Originally Posted by Bust2000

find the equation of the tangent line to y=(sin x)^4x at the point (pi/2, 1)

a line is of the form $y = mx + b$

we will find the line by the point-slope form. that is, $y - y_1 = m(x - x_1)$ , where $m$ is the slope (given by the derivative evaluated at $(x_1,y_1)$ ) and $(x_1,y_1)$ is a point the slope passes through (here it is (pi/2, 1)).

can you continue?
February 10th 2008, 11:57 PM
earboth

Quote:

Originally Posted by Bust2000

find the equation of the tangent line to y=(sin x)^4x at the point (pi/2, 1)

Do you really mean:

$f(x) = \left(\sin(x)\right)^{4x}$ ...... ??

If so re-write f to:

$f(x) = e^{4x \cdot \ln(\sin(x))}$ ...... and use the chain rule to calculate the derivative:

$f'(x) = \frac{e^{4x \cdot \ln(\sin(x))}}{\sin(x)} \cdot \left(4 \sin(x) \cdot \ln(\sin(x)) + 4x \cdot \cos(x) \right)$

Now plug in $x = \frac{\pi}{2}$ to calculate the slope of the tangent.

Since $\ln\left(\sin\left(\frac{\pi}2 \right) \right) = 0$ and $\cos \left(\frac{\pi}2 \right) = 0$ too you'll get:

$f'\left(\frac{\pi}2 \right) = 0$ and therefore the equation of the tangent is

$y = 0$

EDIT: According to Jhevons reply the equation of the tangent is $y = 1$
February 11th 2008, 12:04 AM
Jhevon

Quote:

Originally Posted by earboth

Do you really mean:

$f(x) = \left(\sin(x)\right)^{4x}$ ...... ??

If so re-write f to:

$f(x) = e^{4x \cdot \ln(\sin(x))}$ ...... and use the chain rule to calculate the derivative:

$f'(x) = \frac{e^{4x \cdot \ln(\sin(x))}}{\sin(x)} \cdot \left(4 \sin(x) \cdot \ln(\sin(x)) + 4x \cdot \cos(x) \right)$

Now plug in $x = \frac{\pi}{2}$ to calculate the slope of the tangent.

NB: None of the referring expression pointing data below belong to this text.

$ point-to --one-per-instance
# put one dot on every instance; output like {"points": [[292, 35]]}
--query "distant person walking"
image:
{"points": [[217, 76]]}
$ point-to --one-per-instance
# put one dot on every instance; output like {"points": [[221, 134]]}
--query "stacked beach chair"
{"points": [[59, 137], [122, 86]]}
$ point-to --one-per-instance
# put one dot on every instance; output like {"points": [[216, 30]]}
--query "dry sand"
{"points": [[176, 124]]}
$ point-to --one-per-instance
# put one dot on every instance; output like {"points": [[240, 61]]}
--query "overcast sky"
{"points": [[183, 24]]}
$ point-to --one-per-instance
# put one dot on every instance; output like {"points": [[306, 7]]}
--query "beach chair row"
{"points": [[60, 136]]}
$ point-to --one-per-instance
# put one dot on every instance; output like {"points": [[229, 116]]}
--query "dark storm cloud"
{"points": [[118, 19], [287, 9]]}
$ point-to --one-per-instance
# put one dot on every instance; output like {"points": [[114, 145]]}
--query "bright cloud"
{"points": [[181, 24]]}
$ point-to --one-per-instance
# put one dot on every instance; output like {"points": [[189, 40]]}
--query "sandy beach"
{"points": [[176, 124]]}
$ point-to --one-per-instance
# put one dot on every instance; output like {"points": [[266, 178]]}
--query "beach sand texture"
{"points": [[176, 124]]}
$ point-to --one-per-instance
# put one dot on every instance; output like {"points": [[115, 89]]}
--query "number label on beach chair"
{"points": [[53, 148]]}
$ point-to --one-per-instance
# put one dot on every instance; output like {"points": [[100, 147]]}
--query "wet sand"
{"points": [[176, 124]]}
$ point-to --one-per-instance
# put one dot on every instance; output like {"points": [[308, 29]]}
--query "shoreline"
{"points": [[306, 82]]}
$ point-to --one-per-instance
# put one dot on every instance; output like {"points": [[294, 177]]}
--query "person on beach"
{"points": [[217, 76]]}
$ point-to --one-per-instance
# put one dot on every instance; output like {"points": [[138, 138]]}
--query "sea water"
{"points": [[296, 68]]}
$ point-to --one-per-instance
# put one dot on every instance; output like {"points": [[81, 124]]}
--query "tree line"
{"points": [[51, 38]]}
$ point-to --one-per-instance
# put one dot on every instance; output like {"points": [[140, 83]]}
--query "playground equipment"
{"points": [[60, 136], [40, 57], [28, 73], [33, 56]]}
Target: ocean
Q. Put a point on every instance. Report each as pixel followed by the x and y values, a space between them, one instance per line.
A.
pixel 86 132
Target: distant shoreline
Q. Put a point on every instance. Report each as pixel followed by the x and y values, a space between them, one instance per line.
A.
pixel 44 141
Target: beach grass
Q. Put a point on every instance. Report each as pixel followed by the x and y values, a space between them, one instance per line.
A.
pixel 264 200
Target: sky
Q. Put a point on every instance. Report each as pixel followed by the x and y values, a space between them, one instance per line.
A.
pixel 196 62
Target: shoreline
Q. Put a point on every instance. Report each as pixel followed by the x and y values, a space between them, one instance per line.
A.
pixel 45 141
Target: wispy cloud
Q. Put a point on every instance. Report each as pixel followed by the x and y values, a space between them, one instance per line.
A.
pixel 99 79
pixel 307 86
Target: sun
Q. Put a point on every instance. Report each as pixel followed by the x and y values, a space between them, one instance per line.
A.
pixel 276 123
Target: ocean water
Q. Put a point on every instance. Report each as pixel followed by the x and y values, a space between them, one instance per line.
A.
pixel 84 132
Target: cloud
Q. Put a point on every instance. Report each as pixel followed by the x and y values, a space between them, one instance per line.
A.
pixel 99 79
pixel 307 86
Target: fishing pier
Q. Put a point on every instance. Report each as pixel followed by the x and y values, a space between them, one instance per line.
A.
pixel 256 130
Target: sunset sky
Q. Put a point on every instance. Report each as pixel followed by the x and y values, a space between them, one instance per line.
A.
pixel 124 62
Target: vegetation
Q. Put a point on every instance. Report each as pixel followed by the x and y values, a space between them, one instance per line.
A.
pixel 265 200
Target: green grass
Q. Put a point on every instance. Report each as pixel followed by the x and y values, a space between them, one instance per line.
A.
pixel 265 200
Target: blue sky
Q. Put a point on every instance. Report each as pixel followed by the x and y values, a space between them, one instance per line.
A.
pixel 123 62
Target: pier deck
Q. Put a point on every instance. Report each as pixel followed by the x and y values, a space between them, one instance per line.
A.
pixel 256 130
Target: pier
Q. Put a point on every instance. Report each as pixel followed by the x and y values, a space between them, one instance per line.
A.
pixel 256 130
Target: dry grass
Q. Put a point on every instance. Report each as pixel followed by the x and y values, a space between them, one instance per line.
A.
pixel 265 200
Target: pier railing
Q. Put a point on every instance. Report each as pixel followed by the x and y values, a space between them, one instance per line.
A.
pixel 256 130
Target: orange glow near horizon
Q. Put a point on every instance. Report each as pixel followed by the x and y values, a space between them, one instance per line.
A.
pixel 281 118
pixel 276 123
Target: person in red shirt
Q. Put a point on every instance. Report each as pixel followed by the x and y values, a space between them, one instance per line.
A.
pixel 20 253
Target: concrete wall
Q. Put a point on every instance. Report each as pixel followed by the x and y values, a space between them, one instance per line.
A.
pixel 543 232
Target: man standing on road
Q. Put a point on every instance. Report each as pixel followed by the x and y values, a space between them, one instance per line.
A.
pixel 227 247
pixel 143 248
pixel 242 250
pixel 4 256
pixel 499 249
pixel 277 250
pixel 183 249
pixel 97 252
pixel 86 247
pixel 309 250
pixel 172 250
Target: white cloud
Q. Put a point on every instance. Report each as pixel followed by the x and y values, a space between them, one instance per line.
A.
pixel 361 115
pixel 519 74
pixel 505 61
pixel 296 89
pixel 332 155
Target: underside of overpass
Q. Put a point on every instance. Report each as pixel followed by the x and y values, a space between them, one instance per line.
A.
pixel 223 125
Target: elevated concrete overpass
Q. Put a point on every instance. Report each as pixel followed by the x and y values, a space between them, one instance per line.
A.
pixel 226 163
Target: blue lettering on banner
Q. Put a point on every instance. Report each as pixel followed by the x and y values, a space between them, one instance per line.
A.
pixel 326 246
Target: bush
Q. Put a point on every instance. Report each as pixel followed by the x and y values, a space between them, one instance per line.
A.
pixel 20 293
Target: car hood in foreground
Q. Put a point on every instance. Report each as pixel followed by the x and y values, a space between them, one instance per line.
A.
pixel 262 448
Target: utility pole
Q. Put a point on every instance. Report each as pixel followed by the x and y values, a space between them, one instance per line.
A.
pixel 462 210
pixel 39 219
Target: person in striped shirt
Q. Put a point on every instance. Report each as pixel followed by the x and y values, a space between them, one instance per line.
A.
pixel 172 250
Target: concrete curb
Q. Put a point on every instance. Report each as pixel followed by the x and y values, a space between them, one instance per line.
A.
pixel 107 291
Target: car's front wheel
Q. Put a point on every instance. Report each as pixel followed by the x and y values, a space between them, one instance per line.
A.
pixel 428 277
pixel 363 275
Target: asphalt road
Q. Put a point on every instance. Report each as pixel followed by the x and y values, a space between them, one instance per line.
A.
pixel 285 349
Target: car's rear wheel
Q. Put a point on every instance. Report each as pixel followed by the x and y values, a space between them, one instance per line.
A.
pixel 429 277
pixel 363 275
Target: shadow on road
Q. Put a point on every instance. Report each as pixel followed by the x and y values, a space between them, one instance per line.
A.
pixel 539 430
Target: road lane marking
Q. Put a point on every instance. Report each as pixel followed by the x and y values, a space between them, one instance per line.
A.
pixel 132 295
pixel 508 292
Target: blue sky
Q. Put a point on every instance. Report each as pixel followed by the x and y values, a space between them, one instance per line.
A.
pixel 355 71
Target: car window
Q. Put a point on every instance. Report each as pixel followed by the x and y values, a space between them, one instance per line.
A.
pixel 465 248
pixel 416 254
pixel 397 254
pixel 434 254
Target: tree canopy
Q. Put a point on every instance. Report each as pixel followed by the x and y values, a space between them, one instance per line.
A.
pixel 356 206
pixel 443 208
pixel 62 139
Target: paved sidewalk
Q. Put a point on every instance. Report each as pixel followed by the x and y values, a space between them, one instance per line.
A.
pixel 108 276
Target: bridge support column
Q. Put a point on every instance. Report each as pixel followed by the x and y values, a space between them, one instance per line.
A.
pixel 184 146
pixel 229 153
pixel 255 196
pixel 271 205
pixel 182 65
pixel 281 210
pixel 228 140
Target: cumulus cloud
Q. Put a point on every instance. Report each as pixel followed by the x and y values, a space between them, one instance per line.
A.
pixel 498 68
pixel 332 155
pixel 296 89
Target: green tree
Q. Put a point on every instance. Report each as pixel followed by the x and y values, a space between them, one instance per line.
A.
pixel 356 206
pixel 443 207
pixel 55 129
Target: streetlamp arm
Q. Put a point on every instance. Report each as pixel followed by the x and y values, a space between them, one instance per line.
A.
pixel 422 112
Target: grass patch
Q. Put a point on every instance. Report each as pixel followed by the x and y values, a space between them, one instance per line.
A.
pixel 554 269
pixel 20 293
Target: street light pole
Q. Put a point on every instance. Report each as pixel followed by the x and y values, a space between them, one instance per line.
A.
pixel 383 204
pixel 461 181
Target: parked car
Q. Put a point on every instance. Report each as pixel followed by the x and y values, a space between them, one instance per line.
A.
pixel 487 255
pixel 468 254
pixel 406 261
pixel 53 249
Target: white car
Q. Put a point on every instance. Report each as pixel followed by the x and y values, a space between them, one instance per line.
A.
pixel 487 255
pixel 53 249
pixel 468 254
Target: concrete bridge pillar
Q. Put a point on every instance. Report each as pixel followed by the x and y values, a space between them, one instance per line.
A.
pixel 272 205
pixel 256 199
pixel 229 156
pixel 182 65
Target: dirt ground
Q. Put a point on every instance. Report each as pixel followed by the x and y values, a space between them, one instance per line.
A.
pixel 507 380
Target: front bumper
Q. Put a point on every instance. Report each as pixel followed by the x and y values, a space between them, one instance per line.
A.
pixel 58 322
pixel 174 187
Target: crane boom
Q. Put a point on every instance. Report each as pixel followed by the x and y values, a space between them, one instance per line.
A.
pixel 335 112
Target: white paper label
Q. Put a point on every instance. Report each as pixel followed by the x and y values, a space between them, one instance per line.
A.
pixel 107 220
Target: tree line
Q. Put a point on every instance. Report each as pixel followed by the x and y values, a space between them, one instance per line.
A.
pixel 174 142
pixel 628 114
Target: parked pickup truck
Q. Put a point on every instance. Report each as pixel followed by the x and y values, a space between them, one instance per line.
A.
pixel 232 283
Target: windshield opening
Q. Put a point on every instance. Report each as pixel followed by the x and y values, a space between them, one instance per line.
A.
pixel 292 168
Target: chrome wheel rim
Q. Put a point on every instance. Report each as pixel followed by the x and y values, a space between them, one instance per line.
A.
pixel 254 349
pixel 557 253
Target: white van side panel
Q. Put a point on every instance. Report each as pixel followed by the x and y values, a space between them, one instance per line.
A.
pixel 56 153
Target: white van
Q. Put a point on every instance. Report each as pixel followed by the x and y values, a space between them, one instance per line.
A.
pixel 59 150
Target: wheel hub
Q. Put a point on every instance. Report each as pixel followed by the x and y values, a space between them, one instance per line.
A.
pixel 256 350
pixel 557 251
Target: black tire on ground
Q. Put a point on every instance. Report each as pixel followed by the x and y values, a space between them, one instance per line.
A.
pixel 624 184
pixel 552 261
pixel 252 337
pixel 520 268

Since $\ln\left(\sin\left(\frac{\pi}2 \right) \right) = 0$ and $\cos \left(\frac{\pi}2 \right) = 0$ too you'll get:

$f'\left(\frac{\pi}2 \right) = 0$ and therefore the equation of the tangent is

$y = 0$

i believe it would be y = 1 if the slope is zero